Ruling on the matter, the Court noted that, if a permanent anti-suit injunction were granted, it would represent the first time that an English court had issued such an order directly against a sovereign state without that state’s agreement.
The Court was satisfied that Venezuela was subject to the arbitration clause in the insurance contract and was thus obliged to pursue its claim in respect of the loss of the patrol vessel before a panel in London, under English law. Although a military vessel was involved in the collision, the foreign proceedings were ordinarily civil claims and Venezuela’s engagement in them did not amount to a sovereign act.
Nevertheless, the Court ruled that the insurers were precluded from obtaining the permanent order sought by virtue of Section 13(2)(a) of the Act, which prohibits the grant of an injunction, or an order for specific performance, against a sovereign state without first obtaining that state’s written consent.
The insurers argued that, in shielding a state’s non-sovereign activity from injunctive relief, the provision conflicted with its right of access to the court, enshrined in Article 6 of the European Convention on Human Rights.
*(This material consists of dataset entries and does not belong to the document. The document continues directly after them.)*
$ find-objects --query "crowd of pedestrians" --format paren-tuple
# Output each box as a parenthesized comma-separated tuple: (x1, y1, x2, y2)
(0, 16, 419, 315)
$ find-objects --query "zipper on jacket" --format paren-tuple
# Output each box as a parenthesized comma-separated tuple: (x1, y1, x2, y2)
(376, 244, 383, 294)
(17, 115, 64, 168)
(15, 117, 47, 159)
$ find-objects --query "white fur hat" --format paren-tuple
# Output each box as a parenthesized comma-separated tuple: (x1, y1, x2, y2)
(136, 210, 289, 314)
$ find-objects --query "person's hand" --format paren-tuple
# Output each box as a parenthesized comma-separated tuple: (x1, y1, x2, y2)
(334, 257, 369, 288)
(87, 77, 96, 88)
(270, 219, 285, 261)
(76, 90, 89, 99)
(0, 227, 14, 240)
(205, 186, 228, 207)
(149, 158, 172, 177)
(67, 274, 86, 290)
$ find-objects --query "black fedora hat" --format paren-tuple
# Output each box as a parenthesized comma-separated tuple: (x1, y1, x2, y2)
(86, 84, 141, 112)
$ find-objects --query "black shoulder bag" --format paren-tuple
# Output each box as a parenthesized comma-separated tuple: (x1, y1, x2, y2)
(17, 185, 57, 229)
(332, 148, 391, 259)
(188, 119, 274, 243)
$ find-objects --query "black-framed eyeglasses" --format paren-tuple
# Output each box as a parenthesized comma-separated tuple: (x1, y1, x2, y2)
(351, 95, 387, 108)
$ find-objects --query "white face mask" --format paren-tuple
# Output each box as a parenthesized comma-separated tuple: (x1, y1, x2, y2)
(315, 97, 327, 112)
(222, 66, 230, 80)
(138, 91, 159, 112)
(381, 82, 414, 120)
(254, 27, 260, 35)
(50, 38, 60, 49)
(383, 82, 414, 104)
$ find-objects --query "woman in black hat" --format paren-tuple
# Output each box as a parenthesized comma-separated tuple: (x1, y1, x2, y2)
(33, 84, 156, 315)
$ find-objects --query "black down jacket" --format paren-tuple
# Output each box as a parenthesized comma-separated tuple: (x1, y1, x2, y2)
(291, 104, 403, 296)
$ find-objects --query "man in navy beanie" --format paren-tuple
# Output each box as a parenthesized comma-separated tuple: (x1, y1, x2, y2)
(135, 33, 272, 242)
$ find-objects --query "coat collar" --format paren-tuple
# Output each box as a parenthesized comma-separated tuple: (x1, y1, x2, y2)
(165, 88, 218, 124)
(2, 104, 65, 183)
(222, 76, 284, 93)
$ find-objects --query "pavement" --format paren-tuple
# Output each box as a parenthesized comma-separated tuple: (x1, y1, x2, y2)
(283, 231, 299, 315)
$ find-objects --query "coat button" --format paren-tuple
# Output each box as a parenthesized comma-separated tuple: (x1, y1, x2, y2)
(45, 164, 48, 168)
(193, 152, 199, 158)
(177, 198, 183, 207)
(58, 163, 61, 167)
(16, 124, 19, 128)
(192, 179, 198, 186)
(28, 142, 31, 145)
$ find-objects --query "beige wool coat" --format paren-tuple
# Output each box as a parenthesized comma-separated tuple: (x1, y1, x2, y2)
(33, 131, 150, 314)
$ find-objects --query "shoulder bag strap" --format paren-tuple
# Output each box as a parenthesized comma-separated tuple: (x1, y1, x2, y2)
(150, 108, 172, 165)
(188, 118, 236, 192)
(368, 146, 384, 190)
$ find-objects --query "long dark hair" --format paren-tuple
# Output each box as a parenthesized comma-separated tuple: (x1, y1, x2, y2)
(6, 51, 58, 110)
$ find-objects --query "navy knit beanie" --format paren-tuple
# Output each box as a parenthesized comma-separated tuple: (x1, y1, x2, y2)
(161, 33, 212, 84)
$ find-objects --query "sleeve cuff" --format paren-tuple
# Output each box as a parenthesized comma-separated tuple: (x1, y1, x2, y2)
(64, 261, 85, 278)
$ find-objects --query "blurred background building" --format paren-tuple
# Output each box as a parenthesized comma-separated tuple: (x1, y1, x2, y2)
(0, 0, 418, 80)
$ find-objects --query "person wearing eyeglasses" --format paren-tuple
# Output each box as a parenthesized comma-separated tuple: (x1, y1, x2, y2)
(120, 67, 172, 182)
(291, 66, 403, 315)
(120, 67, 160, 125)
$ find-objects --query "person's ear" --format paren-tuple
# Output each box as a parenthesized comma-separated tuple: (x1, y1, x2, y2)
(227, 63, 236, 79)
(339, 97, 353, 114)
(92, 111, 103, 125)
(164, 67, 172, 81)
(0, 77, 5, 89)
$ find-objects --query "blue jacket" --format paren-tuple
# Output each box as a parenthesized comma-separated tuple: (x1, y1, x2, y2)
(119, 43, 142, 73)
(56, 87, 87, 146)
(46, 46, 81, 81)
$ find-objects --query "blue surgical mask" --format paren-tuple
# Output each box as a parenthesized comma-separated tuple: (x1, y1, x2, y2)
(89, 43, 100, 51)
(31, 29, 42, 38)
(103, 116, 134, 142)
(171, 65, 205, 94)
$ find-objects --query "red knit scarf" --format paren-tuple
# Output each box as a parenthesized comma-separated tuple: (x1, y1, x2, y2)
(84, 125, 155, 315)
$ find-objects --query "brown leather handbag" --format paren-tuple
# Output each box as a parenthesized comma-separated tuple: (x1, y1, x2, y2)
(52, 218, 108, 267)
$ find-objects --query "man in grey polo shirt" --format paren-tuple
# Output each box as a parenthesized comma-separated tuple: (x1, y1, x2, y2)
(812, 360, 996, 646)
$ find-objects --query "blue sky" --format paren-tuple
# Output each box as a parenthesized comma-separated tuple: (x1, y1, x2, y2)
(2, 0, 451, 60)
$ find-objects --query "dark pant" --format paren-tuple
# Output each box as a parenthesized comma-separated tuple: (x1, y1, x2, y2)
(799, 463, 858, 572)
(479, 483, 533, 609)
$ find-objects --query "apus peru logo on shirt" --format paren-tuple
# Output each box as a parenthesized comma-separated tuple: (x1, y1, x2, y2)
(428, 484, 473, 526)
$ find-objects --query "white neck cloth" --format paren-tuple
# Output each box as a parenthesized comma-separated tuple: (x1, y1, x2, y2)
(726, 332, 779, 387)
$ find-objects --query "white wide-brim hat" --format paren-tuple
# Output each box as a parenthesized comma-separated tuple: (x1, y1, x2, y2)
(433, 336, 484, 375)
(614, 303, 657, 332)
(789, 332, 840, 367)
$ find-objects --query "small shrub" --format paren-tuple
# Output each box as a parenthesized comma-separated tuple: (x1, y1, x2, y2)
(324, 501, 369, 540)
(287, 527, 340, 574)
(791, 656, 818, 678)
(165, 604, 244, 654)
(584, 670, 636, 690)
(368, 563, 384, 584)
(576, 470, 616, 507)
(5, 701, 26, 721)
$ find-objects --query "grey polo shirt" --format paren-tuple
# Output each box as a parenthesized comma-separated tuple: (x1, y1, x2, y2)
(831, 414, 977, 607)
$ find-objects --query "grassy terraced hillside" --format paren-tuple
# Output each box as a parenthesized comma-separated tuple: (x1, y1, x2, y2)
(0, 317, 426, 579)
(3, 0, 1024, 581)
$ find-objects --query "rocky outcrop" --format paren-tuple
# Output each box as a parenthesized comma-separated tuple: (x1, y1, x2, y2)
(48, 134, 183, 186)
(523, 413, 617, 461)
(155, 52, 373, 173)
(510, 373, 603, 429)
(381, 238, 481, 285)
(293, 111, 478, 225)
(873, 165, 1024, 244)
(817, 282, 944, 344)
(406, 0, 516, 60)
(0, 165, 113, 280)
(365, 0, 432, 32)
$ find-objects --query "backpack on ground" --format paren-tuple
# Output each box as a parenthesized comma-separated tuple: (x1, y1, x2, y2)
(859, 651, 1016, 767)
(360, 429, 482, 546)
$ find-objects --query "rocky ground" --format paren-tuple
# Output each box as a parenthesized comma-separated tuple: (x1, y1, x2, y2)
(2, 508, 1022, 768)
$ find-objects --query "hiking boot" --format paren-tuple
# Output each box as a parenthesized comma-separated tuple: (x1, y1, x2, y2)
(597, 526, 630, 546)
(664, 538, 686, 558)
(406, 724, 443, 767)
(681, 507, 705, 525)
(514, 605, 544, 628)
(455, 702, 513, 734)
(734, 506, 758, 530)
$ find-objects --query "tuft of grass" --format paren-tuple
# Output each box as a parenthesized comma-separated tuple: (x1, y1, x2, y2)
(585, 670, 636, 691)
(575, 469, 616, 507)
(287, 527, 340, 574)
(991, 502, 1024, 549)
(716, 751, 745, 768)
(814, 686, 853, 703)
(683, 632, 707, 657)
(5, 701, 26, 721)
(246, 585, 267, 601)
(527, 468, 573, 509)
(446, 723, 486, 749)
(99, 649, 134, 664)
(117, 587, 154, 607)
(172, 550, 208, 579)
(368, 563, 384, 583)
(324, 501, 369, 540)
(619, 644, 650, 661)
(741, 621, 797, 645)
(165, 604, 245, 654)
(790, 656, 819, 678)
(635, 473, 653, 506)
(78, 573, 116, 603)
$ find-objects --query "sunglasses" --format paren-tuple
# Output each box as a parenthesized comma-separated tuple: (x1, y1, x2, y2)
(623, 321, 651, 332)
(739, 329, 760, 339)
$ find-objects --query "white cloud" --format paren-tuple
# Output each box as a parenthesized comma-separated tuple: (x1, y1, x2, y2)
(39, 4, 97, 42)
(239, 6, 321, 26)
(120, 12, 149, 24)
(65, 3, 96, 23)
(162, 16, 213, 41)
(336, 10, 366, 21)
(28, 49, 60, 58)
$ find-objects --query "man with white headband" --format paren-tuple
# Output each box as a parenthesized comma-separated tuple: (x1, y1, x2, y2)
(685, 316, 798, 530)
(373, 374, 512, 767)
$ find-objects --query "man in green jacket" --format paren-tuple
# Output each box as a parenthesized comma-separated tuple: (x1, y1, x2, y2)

It could not be right to permit Venezuela to pursue the foreign proceedings in breach of contract.
The Court acknowledged that the insurers’ Article 6 rights were engaged. However, it found that interference with those rights was justified by both customary international law and domestic policy. It was also not possible to read down or otherwise interpret the provision in a manner that would entitle the insurers to the relief sought.
In dismissing the insurers’ application, the Court noted that they would still be able to pursue a London arbitration in parallel with the foreign proceedings. They might be entitled to compensation for breach of the arbitration agreement and success in the arbitration might also assist them in resisting enforcement of any judgment which Venezuela obtained in the foreign proceedings.